Hackers have figured out how to turn an Amazon Echo into a live microphone. First reported by Wired, the attack requires physical access to the device, is limited to pre-2017 Echoes, and would be difficult to deploy at scale. But when successful, it would allow hackers to pull a live feed of all audio within range of the device, even if the wake word hasn’t been said. The method could also allow hackers to remotely retrieve authentication tokens and other sensitive data from the device.
Researcher Mark Barnes laid out the attack in a blog post earlier today. In simple terms, Barnes’ method compromises the device by booting from an inserted SD card — similar to a LiveCD — and uses that access to rewrite the Echo’s firmware. Once the firmware is rewritten, the hacked Echo can send all audio captured by the microphone to a third party, remaining compromised even after the SD card is removed.
Echo devices made before 2017 could remain vulnerable indefinitely
“Customer trust is very important to us,” Amazon said in a statement. “To help ensure the latest safeguards are in place, as a general rule, we recommend customers purchase Amazon devices from Amazon or a trusted retailer and that they keep their software up-to-date.”
Barnes’ attack only works on the 2015 and 2016 versions of the Echo. The 2017 model makes an internal hardware change that prevents an SD card from operating as an SPI peripheral, a crucial element of the hack. Without moving into SPI mode, the Echo can’t boot directly from the SD card, leaving no way to execute the attack.

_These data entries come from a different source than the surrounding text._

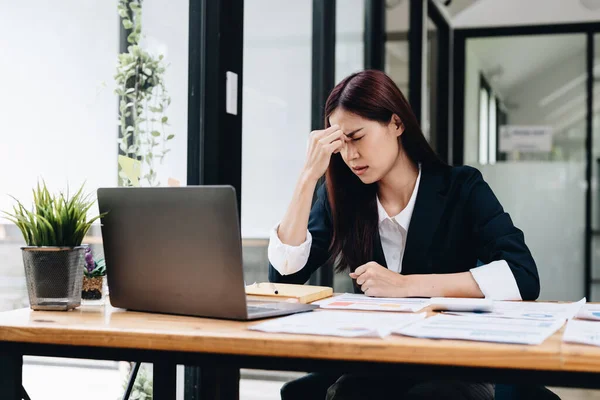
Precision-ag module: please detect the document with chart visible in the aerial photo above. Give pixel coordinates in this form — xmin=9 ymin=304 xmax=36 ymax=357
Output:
xmin=394 ymin=314 xmax=565 ymax=344
xmin=312 ymin=293 xmax=430 ymax=312
xmin=248 ymin=311 xmax=426 ymax=337
xmin=445 ymin=298 xmax=585 ymax=321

While that hardware fix effectively blocks the attack, the nature of the firmware assault makes it very difficult to stop the attack at a software level. Any security patches or other software protections deployed by Amazon would simply be rewritten along with the original firmware. As a result, Echo devices made in 2015 and 2016 are likely to remain vulnerable to the attack indefinitely. Analysts estimate more than 7 million Echo devices were purchased during those years.
“[The attack] does require physical access, which is a major limitation,” Barnes writes in his post. “However, product developers should not take it for granted that their customers won't expose their devices to uncontrolled environments such as hotel rooms.”